Sjögren’s disease is the second most common autoimmune disease and mostly affects women later in life. In the disease, the body attacks secretory cells, causing profound dryness of the mouth, eyes, vagina and skin. Patients can also experience extreme tiredness, muscle aches and a persistent cough, and have an increased risk of B-cell lymphoma. There are few treatment options, and although biological therapies can often help patients with other autoimmune conditions like rheumatoid arthritis, none have yet been approved for Sjögren’s disease. There is an urgent need for new treatments to improve the quality of life for patients. For this to happen, we need to understand the process by which the body keeps attacking itself.
TRIM21 is a normal protein in the body, but for a patient with an autoimmune condition it can be mistaken for a threat and attacked by the immune system. TRIM21 is abundant at entry sites for infection, e.g. the mouth – which is consistent with where the symptoms of Sjögren’s disease occur. However, it isn’t known why the body attacks TRIM21 and maintains inflammation.
Research at the Kennedy Institute of Rheumatology, led by Dr Esther Jones Evans, who was a DPhil student at the time, has shed light on the role of TRIM21 in Sjögren’s disease. This project was a significant collaboration between four research groups at the Kennedy Institute, plus several external collaborators. It was published this month in Science Immunology.
Cell death, often a helpful, automatic process where the body destroys damaged cells, can happen in a few different ways. ‘Apoptotic’ cell death is generally careful, controlled, and non-inflammatory. ‘Lytic’ cell death is messier, with the release of proteins from the cell. Lytic cell death often triggers inflammation as the cells respond to those released proteins. TRIM21 can be one of those released proteins.
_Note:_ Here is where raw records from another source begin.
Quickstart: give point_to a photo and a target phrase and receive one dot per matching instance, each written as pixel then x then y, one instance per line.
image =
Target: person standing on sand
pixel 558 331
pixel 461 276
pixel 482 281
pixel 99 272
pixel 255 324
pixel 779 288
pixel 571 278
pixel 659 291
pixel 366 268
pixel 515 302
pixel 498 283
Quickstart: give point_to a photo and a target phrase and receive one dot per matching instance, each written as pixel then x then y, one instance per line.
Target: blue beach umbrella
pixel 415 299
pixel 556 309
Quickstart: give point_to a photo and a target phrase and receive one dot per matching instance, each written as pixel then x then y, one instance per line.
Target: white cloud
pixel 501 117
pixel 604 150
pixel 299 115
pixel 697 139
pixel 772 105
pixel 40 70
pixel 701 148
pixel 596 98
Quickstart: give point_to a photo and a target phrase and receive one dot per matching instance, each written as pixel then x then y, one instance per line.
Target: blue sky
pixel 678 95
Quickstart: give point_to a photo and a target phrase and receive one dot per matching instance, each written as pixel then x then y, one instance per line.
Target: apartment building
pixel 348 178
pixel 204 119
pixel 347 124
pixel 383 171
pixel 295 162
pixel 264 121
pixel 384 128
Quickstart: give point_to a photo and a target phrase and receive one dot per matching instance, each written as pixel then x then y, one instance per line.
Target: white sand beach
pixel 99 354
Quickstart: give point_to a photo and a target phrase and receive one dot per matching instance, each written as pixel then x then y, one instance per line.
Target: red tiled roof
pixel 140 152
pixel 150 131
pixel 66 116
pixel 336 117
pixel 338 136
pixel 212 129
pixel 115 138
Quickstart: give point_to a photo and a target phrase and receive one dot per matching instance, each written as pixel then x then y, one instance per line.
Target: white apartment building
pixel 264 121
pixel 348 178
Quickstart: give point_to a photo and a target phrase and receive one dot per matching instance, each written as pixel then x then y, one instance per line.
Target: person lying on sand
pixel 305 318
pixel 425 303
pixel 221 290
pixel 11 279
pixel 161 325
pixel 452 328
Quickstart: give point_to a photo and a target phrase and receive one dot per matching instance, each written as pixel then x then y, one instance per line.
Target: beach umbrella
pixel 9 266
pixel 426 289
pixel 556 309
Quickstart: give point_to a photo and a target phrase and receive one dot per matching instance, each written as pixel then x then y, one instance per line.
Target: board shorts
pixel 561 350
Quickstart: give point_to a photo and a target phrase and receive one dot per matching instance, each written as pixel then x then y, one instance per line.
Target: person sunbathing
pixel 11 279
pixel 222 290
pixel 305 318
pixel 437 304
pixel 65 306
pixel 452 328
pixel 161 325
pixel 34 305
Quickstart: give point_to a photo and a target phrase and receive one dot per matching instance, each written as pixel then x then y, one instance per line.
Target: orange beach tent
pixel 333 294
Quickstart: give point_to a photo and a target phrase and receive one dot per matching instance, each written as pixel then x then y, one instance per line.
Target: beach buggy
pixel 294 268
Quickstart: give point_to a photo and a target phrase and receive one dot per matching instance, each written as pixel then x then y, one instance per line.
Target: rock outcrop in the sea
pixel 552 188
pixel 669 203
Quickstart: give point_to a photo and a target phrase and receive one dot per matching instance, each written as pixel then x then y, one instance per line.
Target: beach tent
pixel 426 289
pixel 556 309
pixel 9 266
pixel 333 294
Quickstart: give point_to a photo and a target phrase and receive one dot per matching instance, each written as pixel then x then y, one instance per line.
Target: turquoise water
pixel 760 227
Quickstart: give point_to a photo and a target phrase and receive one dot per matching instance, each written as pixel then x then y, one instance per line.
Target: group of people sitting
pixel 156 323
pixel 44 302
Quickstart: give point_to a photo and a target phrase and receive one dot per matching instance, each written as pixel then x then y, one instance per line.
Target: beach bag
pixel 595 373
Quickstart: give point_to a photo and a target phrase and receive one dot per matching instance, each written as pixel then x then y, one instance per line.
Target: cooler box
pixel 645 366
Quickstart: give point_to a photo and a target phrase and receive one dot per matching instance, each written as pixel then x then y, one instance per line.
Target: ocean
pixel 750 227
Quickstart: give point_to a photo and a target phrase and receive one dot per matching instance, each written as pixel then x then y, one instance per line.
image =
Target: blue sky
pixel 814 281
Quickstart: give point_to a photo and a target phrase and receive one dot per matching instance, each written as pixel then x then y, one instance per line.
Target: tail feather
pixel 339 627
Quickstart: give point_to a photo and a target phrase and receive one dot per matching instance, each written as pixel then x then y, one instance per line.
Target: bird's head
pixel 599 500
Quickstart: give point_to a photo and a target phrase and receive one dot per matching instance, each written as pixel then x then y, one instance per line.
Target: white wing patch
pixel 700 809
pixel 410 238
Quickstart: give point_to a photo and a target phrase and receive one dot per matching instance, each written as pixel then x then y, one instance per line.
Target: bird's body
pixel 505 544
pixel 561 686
The researchers found that TRIM21 is released during lytic, but not apoptotic, cell death. The strong ability of TRIM21 to bind to antibodies explains why TRIM21, but not other released proteins, forms large immune complexes with serum antibodies. These complexes are then recognised by macrophages, which perceive the TRIM21 complexes as a threat and elicit a pro-inflammatory response. This work could explain the role of TRIM21 in maintaining and perpetuating the disease.
Esther said: ‘Sjögren’s disease remains one of most publicly unknown and understudied autoimmune diseases. We hope our work goes some way to understanding why this protein TRIM21, which is abundantly expressed in healthy individuals, might become pathogenic in Sjögren’s disease. This project was a massive undertaking, and I am so grateful to everyone at the Kennedy and beyond, who supported this work. It was truly a team effort!’
Professors Lynn Dustin and Jelena Bezbradica, corresponding authors and Esther’s DPhil Supervisors, said: ‘We believe this work could lead to a better understanding of the pathogenesis of autoimmune diseases, and may open new avenues for therapeutic development. We are grateful to the Kennedy Trust for Rheumatology Research, whose funding underpinned much of this research and supported DPhil studentships for Esther Jones Evans, Han Cai, and Yavuz Yazicioglu. The work benefited from the unique multidisciplinary and collaborative environment at the Kennedy Institute of Rheumatology, including T cell expert Audrey Gérard, clinical rheumatologist and immunometabolism expert Alex Clarke, adaptive immunity and virology expert Lynn Dustin, and innate immunity expert Jelena Bezbradica.’